From calculations: it is what it is. I admit I vaguely hoped, by buying this little book on the Seine, find some implementation plan, perhaps even prints of the work. But the content is this: formulas, tables of values to be used in such formulas; few diagrams to explain these calculations (see page among others, shown more than average and it is taken into account the constraints of expansion). The lover of beautiful drawings (I am) is disappointed, but not the historian of technology, here is a magnificent example of what became the science of engineering in the aftermath of the Second Empire.

This science, he had been born with a view to Belidor Bernard Forest in the 1720s (see Langin, Conserving the Enlightenment , Chapter 9), which sought to establish rules for calculating the construction of fortifications. "The structures, he said, must draw their strength of workmanlike rather that the abundance of materials. She is now in full possession of his means, to the point of feeling able to accurately predict the behavior of a structure of a new type. The material is indeed suitable for calculation, with beams that work only in the direction of the length - to the point that one wonders if the success of the structures "eiffelliennes" does not come primarily from their adaptation for engineering calculations.
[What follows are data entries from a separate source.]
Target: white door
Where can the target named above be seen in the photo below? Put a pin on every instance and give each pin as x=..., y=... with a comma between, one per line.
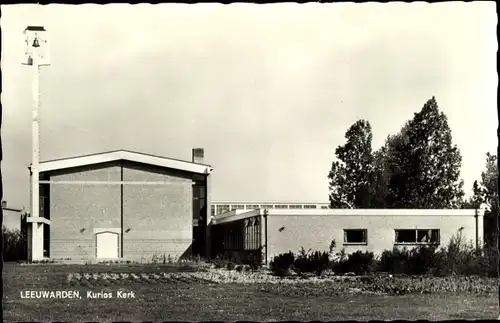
x=107, y=244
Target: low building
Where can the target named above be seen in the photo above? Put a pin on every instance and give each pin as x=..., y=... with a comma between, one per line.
x=274, y=231
x=121, y=205
x=220, y=207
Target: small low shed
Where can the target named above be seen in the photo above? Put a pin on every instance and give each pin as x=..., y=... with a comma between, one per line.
x=240, y=233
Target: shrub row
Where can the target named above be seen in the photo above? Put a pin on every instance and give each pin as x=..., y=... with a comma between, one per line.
x=316, y=262
x=457, y=258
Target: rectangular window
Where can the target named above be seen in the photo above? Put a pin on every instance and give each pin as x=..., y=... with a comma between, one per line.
x=417, y=236
x=199, y=192
x=223, y=208
x=355, y=236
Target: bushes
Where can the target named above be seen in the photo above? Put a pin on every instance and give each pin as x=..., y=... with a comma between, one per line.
x=316, y=262
x=457, y=258
x=394, y=261
x=359, y=263
x=14, y=245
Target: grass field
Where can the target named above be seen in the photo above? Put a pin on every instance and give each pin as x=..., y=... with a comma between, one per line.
x=196, y=300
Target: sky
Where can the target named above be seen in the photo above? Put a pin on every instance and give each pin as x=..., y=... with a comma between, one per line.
x=267, y=90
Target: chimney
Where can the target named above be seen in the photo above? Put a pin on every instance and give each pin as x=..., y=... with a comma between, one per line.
x=198, y=155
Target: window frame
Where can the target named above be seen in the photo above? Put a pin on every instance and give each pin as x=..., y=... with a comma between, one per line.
x=363, y=243
x=417, y=242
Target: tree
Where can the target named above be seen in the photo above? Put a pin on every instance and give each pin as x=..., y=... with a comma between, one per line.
x=423, y=164
x=487, y=192
x=351, y=176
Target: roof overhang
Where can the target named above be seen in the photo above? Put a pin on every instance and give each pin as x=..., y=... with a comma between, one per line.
x=123, y=155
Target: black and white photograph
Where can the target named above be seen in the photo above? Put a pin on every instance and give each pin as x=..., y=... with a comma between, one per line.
x=249, y=162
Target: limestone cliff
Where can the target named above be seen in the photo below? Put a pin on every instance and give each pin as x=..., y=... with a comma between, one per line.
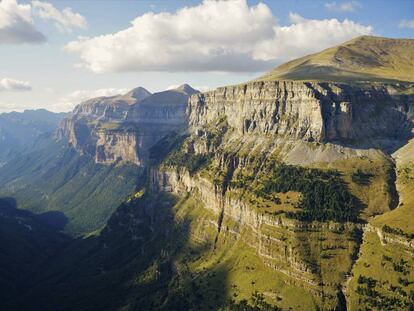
x=124, y=127
x=364, y=115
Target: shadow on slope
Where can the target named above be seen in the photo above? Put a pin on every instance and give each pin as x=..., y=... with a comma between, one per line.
x=57, y=178
x=140, y=261
x=27, y=244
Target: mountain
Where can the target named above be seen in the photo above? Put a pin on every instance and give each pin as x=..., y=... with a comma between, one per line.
x=365, y=58
x=20, y=130
x=110, y=130
x=275, y=194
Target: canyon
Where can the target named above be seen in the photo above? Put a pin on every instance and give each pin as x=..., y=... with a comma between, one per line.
x=296, y=188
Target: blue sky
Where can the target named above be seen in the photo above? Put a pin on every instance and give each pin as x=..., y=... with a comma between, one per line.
x=207, y=45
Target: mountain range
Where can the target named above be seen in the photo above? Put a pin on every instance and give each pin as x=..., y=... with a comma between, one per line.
x=293, y=191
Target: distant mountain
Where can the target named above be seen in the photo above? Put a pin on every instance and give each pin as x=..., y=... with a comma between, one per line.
x=364, y=58
x=291, y=192
x=124, y=127
x=19, y=131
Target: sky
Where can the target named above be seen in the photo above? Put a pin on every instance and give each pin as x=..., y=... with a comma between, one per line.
x=55, y=54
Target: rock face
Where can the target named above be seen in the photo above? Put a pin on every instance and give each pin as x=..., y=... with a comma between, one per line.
x=369, y=115
x=123, y=128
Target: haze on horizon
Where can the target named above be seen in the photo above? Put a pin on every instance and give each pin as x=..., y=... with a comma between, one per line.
x=59, y=53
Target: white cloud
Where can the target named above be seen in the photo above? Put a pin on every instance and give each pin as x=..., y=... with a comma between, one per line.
x=212, y=36
x=64, y=20
x=7, y=84
x=306, y=36
x=345, y=7
x=406, y=23
x=69, y=101
x=16, y=24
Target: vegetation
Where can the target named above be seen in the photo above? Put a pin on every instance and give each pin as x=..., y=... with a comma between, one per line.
x=191, y=161
x=56, y=178
x=325, y=196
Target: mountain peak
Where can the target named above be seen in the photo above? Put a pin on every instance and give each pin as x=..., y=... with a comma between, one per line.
x=364, y=58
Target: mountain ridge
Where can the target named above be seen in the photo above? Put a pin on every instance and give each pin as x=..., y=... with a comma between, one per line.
x=365, y=58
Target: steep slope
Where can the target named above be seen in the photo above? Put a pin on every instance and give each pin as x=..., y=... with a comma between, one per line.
x=19, y=131
x=27, y=244
x=114, y=129
x=57, y=179
x=262, y=196
x=365, y=58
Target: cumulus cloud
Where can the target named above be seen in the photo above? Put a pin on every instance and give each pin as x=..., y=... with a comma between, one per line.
x=345, y=7
x=212, y=36
x=7, y=84
x=69, y=101
x=64, y=20
x=306, y=36
x=16, y=24
x=406, y=23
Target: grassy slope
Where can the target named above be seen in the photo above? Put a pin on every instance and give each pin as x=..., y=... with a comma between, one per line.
x=365, y=58
x=56, y=178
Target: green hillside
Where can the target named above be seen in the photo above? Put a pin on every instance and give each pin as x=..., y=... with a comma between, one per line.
x=57, y=178
x=364, y=58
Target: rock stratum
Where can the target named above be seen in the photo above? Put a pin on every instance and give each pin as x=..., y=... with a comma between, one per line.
x=293, y=191
x=124, y=127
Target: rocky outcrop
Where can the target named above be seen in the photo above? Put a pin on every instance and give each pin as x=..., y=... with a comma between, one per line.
x=125, y=127
x=367, y=115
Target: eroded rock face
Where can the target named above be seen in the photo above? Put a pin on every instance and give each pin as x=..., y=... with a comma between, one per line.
x=370, y=115
x=123, y=128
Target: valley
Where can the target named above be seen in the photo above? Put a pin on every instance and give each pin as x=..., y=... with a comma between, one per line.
x=290, y=192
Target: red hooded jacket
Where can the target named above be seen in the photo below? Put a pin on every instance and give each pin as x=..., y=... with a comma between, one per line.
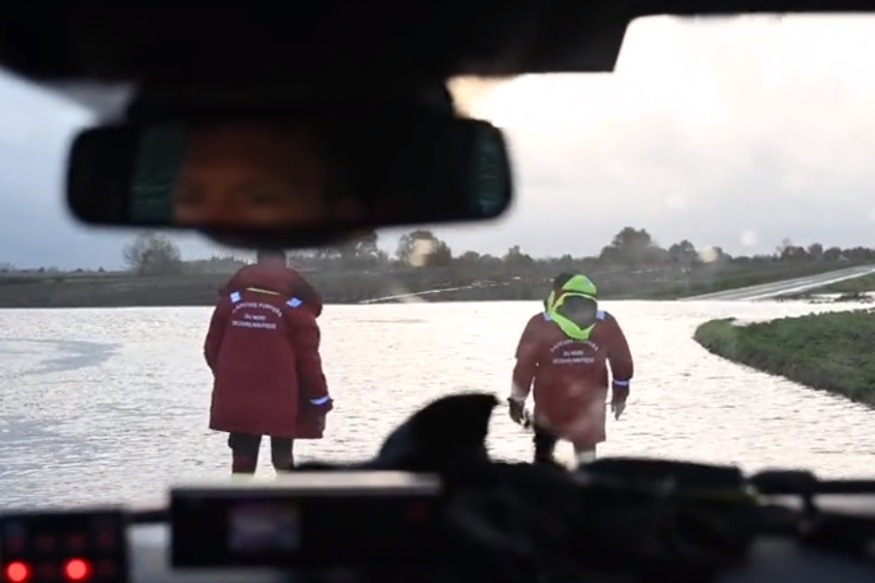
x=286, y=281
x=570, y=377
x=263, y=349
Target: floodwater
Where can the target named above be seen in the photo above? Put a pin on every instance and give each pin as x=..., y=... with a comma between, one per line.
x=111, y=405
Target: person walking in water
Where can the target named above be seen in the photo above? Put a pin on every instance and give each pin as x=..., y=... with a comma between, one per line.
x=263, y=349
x=565, y=352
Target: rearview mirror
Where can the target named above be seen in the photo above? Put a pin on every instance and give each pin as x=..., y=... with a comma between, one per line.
x=300, y=177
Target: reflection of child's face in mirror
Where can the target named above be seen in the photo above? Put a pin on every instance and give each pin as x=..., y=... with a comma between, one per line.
x=250, y=175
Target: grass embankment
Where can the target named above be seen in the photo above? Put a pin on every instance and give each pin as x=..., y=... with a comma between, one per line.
x=857, y=286
x=832, y=352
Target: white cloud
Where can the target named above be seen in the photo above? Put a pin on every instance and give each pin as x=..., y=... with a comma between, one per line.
x=732, y=132
x=735, y=133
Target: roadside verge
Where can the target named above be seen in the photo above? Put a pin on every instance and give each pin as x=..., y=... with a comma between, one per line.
x=834, y=352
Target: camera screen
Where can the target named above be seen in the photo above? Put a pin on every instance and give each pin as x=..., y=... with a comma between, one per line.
x=264, y=528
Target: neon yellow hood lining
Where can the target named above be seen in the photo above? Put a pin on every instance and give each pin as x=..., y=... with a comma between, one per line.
x=580, y=286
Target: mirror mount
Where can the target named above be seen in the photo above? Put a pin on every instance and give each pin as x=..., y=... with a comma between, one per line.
x=156, y=103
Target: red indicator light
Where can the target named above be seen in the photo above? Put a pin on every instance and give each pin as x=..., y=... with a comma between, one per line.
x=77, y=570
x=17, y=572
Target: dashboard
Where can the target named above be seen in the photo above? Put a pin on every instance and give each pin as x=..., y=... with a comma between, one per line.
x=326, y=522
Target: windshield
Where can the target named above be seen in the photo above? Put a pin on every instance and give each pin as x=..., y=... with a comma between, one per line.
x=709, y=205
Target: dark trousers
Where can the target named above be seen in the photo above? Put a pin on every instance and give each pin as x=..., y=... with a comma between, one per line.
x=245, y=448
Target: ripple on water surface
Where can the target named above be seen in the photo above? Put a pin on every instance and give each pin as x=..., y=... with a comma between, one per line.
x=112, y=404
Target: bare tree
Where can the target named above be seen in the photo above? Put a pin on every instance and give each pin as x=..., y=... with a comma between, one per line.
x=153, y=254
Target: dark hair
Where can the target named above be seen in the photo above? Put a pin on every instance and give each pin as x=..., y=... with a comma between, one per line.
x=561, y=279
x=267, y=253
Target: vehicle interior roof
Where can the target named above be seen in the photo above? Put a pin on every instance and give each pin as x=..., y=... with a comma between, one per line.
x=72, y=46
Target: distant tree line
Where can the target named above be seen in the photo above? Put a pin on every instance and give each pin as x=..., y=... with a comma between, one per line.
x=630, y=249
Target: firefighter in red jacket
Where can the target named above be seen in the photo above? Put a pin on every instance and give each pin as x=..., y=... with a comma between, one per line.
x=263, y=350
x=565, y=352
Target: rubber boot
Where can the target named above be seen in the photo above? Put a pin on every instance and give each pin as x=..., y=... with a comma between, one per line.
x=585, y=456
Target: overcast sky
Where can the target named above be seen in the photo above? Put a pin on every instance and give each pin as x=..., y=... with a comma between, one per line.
x=736, y=132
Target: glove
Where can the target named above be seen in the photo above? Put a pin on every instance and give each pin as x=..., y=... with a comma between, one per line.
x=617, y=408
x=516, y=409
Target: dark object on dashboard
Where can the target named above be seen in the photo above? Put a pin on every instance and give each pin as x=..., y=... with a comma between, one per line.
x=298, y=177
x=311, y=520
x=450, y=432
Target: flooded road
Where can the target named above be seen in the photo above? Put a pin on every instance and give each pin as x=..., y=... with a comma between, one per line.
x=111, y=405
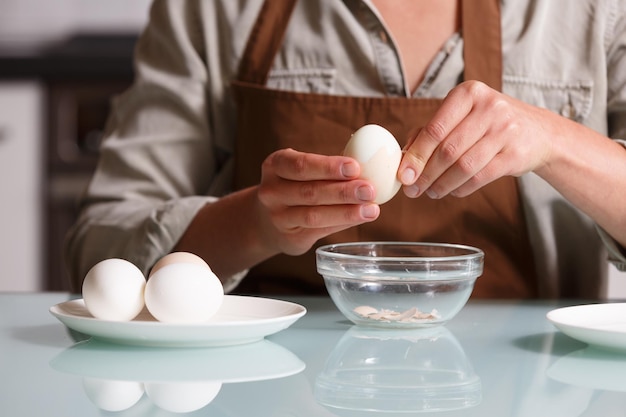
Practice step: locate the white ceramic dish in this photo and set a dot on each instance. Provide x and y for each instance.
(600, 325)
(240, 320)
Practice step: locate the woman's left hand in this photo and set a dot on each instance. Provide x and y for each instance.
(477, 136)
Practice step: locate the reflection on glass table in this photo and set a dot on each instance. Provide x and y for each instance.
(397, 371)
(116, 377)
(593, 368)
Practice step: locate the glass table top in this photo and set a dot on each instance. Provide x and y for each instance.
(496, 358)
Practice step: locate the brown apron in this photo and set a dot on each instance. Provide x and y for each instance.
(491, 218)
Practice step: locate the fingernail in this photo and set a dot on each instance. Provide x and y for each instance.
(432, 194)
(365, 193)
(408, 176)
(370, 211)
(411, 191)
(349, 170)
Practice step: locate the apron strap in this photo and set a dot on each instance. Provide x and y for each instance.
(481, 36)
(482, 39)
(264, 41)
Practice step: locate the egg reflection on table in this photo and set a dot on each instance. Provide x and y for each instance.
(112, 395)
(174, 380)
(379, 155)
(113, 289)
(183, 397)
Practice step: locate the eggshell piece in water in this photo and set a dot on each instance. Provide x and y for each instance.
(379, 155)
(183, 293)
(113, 289)
(176, 258)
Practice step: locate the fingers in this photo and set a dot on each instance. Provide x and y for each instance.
(326, 217)
(299, 166)
(461, 149)
(305, 197)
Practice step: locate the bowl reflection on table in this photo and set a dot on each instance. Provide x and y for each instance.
(399, 284)
(592, 368)
(397, 371)
(116, 377)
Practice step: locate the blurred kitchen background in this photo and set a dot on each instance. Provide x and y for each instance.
(61, 61)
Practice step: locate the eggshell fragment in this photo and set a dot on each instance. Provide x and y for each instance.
(113, 289)
(183, 293)
(176, 258)
(379, 155)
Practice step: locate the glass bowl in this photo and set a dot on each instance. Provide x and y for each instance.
(399, 284)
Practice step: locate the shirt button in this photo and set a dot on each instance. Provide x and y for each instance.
(568, 111)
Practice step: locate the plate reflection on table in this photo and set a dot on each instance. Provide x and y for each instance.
(116, 377)
(422, 370)
(593, 368)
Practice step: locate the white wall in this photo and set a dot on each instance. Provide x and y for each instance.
(25, 22)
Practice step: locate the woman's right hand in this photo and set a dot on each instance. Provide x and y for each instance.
(304, 197)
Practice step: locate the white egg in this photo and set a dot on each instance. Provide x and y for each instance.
(379, 155)
(177, 258)
(113, 290)
(183, 293)
(182, 397)
(110, 395)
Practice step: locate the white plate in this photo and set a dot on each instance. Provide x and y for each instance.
(240, 320)
(601, 325)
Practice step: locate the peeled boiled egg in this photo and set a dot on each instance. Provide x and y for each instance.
(183, 293)
(177, 258)
(379, 154)
(113, 289)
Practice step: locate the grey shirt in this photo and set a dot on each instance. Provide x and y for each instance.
(170, 137)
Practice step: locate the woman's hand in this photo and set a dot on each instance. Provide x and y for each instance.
(304, 197)
(477, 136)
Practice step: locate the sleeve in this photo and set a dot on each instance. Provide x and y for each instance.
(158, 161)
(616, 73)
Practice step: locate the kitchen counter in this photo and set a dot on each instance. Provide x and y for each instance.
(80, 57)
Science Engineering is a science of calculation and prediction. But it is also an experimental science: this project is a bench trial, where the measures taken have confirmed the a priori calculations . And, of course,

Whatever this respect the views of manufacturers, we believe that the discussion in which we delivered demonstrates the confidence that should inspire the arch span. Certainly study projects is not difficult, and the results which lead calculations are maximums which, in practice, will never be achieved.

and Laura Dupuy, op. cit. , p.78.

Bridge Erdre may well be a bit forgotten, if indeed it still exists (and there Nantais in the room? This must be the bridge Jonelière, just left of the highway bridge Beaujeoire going to Chapelle-sur-Erdre) - but it represents an example of the engineering triumph of the late nineteenth century. It is not nothing anyway!

[NES, January 30: A nice reader Nantes confirms that it is the bridge Jonelière but was destroyed by the Germans in 1944 and rebuilt in concrete in 1948 . His comment see below.]